Midlife romance, or searching for it, is the theme and Juliette Binoche is Isabelle, a middle-aged woman we first see from above, naked and in bed. She’s with overweight, married banker Vincent (Xavier Beauvois), having sex that’s vigorous but apparently unsatisfying, though it seems to be part of an ongoing relationship.

Being played by Binoche means that divorced artist Isabelle is delicately beautiful and gracefully charming. Her local fishmonger consistently asks her for a date and she effortlessly attracts a series of men – none of whom can give her the relationship she seeks, as she discusses with them the possibilities for love and sex for older single women like her. Yet she’s a bad picker, constantly choosing men who are emotionally unavailable or who cannot give her the response she needs. There’s a married actor (Nicolas Duvauchelle), her ex (Laurent Grevill), a fellow artist (Bruno Podalydes) – all seem promising at first but none can give love, or even friendship.

Claire Denis has co-written with novelist Christine Angot (Incest), and there are moments of mordant comedy and the film consists of many tête-a-têtes about relationships, sometimes with her unsatisfactory men, or once with Valeria Bruni Tedeschi. Isabelle is emotionally complex and sometimes the situations she puts herself in are absurd. Her men don’t want to commit, but maybe deep down she doesn’t either.

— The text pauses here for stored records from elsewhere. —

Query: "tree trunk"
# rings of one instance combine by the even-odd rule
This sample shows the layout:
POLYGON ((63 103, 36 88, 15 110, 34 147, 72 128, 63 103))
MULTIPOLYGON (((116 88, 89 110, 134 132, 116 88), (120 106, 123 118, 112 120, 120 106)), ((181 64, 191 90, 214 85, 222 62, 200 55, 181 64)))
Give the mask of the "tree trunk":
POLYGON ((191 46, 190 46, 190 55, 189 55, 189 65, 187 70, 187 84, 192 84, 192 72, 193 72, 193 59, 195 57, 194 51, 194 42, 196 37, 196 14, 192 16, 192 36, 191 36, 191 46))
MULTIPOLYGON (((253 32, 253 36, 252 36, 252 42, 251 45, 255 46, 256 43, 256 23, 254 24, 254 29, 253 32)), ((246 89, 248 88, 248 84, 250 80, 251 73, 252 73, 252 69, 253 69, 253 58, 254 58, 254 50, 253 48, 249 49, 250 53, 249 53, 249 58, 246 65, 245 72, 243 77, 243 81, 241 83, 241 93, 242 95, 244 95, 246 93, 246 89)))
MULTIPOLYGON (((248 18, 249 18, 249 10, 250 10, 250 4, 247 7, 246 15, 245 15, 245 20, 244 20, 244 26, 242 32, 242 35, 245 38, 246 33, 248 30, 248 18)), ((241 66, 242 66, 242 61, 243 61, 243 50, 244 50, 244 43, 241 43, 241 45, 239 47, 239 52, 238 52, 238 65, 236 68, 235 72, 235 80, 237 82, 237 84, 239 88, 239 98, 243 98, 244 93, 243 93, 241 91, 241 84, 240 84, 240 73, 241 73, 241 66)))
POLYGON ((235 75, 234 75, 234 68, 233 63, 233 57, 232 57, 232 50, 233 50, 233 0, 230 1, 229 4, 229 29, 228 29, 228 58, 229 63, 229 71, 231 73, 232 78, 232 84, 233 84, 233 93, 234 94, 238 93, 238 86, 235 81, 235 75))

As a coda, there’s an joyous appearance by a potentially lascivious Gérard Depardieu as a kind of psychic psychotherapist, in a consultation advising Isabelle by dowsing over photographs of her lovers, whilst simultaneously setting himself up for a dalliance with her. It’s a very verbose film, perhaps too much so, as one of the characters says, low key with a cool jazz score by Tindersticks’ Stuart A. Its most unusual quality is its sensitive approach to a woman ‘of a certain age’ – perhaps only in France. Auteur Claire Denis (Beau Travail, Bastards, White Material and The Intruder is herself 71.

Bright Sunshine In won the SACD prize at the 70th Cannes Film Festival 2017.

Bright Sunshine In premiered in the Quinzaine des Réalisateurs section at the 70th Cannes Film Festival and screens at the BFI London Film Festival on 13 and 14 October 2017.